Dziewczyna wróciła do niego i posadziła go na łóżku. Usiadła obok, pochyliła się i pocałowała go kilka razy w usta. Po chwili użyła palca żeby je rozchylić, po czym wepchnęła do środka język. Poruszała nim z pasją i ssała przez chwilę jego własny język, a jednocześnie sięgnęła dłonią do jego krocza. Objęła palcami penisa, czując jego rozmiar i twardość. Piotrek był nieźle obdarzony przez los i wiedziała, że uszczęśliwi wiele kobiet w swoim życiu, jeśli tylko będzie chciał. Póki co, jedyne czego chciała, to zaspokoić go.
Całowała go i robiła mu dobrze ręką, a jego oddech przyspieszał. Niestety, nerwy powstrzymywały go przed dalszymi ruchami. Daria puściła penisa i złapała jego dłoń, po czym położyła ją sobie na lewej piersi. Po tym geście chłopak nie potrzebował już więcej zachęty.

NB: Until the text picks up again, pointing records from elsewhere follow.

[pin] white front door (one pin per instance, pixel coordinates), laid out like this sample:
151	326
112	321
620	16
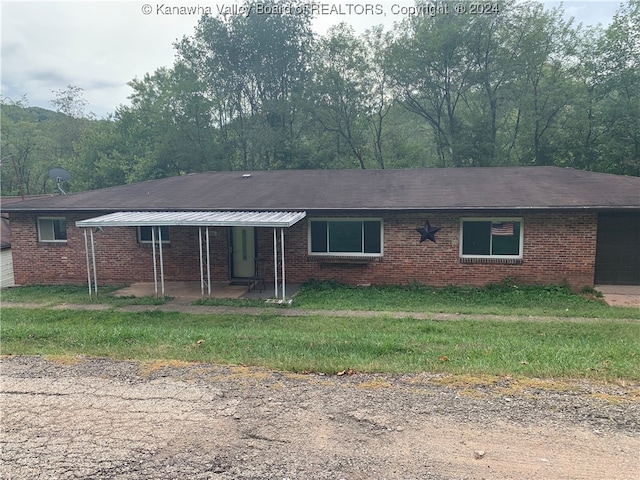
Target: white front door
243	252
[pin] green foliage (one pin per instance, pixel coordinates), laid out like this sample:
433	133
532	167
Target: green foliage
605	350
522	87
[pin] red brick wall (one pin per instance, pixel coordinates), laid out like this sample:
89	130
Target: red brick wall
119	256
557	247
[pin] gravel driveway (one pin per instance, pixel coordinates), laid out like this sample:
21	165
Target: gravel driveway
95	418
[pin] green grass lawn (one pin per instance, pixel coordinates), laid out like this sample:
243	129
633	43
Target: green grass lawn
601	349
73	294
502	299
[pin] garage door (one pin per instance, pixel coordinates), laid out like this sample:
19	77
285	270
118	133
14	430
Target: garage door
618	249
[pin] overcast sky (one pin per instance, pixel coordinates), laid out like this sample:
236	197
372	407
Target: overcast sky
99	46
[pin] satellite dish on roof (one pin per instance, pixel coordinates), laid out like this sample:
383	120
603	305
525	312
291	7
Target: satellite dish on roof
59	175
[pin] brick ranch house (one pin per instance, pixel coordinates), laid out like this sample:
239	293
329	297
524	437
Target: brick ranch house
534	225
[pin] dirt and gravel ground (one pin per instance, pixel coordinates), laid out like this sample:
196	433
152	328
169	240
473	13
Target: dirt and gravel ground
96	418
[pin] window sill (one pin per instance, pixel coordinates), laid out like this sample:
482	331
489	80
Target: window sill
491	260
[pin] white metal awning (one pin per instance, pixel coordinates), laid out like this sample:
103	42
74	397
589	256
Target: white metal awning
195	219
202	220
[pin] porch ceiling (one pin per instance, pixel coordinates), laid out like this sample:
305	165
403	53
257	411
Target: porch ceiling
195	219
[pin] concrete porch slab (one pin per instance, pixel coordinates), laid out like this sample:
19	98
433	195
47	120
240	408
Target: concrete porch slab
192	291
183	290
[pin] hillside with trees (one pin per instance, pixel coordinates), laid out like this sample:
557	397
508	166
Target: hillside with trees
524	86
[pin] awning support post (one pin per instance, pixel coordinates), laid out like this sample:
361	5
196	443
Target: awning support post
208	267
86	249
275	262
282	259
161	261
155	268
201	266
95	273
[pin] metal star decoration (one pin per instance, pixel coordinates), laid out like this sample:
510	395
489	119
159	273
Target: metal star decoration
427	232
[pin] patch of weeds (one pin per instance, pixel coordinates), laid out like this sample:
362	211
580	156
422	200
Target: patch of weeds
149	367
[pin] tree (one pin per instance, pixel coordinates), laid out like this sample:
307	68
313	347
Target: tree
254	68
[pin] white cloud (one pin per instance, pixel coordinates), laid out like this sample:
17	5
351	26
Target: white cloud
99	46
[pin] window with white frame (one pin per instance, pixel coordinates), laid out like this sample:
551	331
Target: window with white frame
491	238
346	237
52	229
145	234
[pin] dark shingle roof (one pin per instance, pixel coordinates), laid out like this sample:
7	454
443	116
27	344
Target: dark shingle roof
410	189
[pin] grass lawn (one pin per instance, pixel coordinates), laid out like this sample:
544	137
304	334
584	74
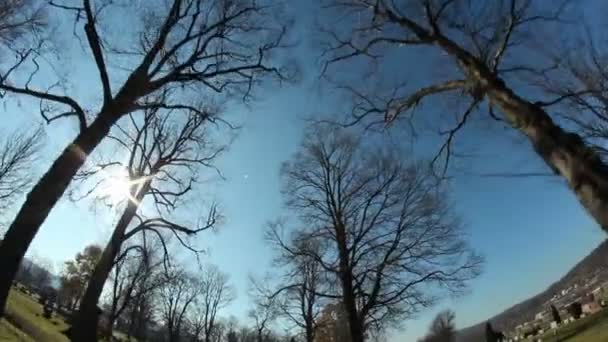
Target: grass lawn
25	314
9	333
592	328
598	332
24	322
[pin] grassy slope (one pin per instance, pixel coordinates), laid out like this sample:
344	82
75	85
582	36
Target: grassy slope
24	313
592	328
9	333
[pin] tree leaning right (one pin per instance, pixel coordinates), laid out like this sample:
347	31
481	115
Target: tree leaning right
480	46
193	47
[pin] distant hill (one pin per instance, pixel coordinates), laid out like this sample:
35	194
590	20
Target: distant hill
594	267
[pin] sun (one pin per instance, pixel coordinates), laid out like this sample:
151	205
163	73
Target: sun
115	187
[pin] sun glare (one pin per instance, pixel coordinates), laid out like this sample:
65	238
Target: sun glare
116	187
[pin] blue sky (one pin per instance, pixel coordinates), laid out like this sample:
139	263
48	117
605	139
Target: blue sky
531	230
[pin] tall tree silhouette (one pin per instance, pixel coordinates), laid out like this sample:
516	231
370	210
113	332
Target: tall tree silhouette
190	47
166	153
384	226
479	47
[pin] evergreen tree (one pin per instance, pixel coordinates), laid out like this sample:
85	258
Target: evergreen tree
555	314
491	335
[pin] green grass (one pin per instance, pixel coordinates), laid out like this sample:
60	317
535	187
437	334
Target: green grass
592	328
25	314
597	333
9	333
25	322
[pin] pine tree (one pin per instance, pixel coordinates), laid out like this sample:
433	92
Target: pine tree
555	314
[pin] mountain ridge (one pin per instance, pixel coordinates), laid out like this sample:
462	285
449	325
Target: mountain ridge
594	265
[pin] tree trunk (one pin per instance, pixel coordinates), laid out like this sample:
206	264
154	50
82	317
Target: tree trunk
348	294
43	197
85	324
564	152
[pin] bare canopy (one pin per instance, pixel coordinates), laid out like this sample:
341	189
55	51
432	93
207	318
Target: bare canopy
191	47
387	236
471	49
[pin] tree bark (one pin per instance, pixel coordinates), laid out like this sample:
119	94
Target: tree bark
348	294
85	325
564	152
43	197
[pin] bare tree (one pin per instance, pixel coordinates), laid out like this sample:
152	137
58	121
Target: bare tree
264	313
176	297
134	276
442	328
386	231
214	294
166	152
299	291
479	47
191	47
18	152
76	275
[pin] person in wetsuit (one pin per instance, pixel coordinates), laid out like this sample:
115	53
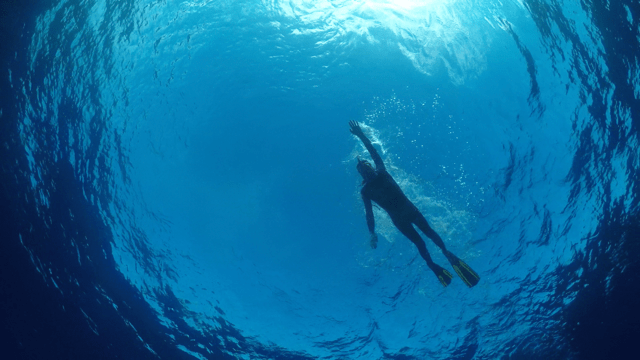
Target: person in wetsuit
379	187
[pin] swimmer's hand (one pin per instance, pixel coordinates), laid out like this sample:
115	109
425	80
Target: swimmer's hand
374	240
355	129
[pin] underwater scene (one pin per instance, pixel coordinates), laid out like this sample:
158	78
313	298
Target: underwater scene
331	179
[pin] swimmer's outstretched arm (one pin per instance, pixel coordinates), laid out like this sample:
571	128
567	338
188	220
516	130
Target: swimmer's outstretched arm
370	221
357	131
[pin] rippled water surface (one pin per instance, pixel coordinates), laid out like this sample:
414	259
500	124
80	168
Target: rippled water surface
182	178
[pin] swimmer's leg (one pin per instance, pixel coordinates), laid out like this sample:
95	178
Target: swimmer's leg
423	225
407	230
463	270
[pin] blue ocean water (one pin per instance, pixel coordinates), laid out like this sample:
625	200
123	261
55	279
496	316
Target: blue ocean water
179	178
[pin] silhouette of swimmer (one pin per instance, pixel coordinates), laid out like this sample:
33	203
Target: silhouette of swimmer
379	186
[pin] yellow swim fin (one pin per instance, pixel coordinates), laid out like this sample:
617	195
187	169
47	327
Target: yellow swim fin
463	270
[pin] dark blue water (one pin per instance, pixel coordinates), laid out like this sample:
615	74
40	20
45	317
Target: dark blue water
178	178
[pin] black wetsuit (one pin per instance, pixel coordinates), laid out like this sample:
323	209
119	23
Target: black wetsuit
380	188
385	192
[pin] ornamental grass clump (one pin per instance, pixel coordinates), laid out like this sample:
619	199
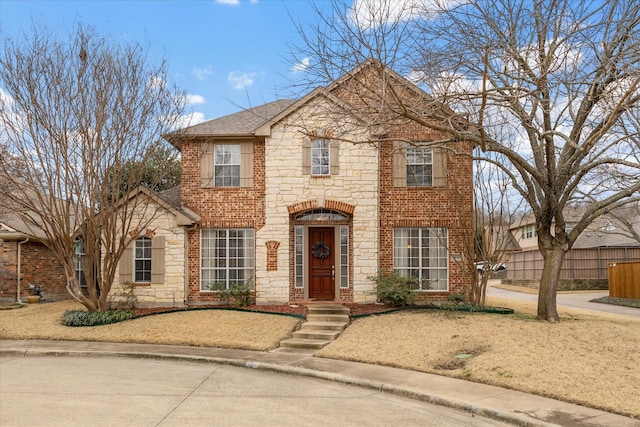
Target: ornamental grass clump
95	318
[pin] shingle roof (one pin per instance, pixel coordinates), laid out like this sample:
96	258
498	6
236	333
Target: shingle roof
244	122
171	196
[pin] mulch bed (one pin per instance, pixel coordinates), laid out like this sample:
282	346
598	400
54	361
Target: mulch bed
356	309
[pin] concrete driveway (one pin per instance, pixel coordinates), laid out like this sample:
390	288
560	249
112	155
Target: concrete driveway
123	391
579	299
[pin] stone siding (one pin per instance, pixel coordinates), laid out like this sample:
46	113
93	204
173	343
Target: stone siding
354	190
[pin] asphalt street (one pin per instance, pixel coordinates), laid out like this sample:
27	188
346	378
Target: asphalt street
122	391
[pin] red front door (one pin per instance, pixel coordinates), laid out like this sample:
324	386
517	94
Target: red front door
321	263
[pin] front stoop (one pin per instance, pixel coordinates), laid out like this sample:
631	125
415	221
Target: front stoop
323	324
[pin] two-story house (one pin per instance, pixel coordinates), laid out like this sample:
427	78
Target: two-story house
307	199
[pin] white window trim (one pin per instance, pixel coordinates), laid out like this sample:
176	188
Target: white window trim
420	259
328	157
135	258
246	247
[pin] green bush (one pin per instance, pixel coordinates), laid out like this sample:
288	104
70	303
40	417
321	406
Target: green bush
395	290
124	299
240	295
95	318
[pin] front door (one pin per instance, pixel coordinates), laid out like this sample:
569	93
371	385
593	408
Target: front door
322	271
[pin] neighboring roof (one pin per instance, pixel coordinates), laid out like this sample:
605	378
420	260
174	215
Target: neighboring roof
243	123
607	235
171	196
12	227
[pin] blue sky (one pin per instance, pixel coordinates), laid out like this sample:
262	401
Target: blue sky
226	54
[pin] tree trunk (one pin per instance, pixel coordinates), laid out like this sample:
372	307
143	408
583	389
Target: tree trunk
547	309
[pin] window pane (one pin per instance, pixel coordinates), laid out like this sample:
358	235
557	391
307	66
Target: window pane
142	260
422	253
227	165
419	167
226	258
320	157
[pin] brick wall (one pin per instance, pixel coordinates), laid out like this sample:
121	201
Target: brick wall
38	268
218	207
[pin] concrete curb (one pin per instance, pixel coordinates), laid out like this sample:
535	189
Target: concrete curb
465	406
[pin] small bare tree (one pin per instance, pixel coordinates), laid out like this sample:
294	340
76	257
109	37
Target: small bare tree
551	86
76	113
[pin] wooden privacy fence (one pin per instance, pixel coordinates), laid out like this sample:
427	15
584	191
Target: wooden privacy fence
588	263
624	280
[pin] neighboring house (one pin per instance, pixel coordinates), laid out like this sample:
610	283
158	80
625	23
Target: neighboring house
604	242
25	262
287	206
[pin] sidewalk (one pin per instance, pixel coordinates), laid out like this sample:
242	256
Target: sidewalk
484	400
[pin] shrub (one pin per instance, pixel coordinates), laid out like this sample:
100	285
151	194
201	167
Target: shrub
240	294
395	290
95	318
125	299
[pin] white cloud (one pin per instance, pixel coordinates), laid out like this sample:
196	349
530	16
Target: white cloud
234	2
202	73
189	120
195	99
302	65
373	13
241	80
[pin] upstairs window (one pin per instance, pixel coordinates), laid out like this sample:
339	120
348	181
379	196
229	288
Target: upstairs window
320	157
529	232
227	165
419	167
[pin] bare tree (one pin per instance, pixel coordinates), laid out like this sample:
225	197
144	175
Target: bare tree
496	208
75	114
551	86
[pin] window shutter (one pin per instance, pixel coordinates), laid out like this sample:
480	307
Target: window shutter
306	157
439	159
126	265
334	158
157	260
399	165
206	165
246	165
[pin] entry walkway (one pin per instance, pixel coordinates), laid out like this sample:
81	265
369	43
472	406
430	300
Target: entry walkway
488	401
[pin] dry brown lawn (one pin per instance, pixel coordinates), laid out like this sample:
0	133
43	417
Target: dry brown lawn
205	328
586	359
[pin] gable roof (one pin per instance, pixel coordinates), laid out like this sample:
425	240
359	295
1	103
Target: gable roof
169	200
243	123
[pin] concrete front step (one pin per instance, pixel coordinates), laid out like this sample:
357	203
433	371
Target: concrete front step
323	326
328	309
316	335
304	343
328	317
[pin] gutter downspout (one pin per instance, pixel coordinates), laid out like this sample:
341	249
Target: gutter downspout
19	269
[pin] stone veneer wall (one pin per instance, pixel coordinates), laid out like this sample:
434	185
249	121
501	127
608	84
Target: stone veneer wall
356	184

Nagle, odwzajemnił jej pocałunki. Wpił się w nią tak zachłannie, że straciła dech w piersiach. Delikatnie dotykał jej biustu, niemal po dżentelmeńsku, z idealnym wyczuciem.
Palce Darii na jego członku sprawiły, że stęknął z rozkoszy. Dziewczyna założyła, że nie był zbyt doświadczony, więc może długo nie wytrzymać. Położyła się na łóżku i przyciągnęła go do siebie, rozszerzając nogi. Złapała penisa w dłoń i naprowadziła go na cipkę, a on wbił się w nią. Chłopak westchnął z rozkoszy, a ona z ulgi. Miała w sobie penisa, i czuła się z tym wspaniale. Pomyślała że szkoda jej Piotra ponieważ wykorzystała go, ale to była siła wyższa.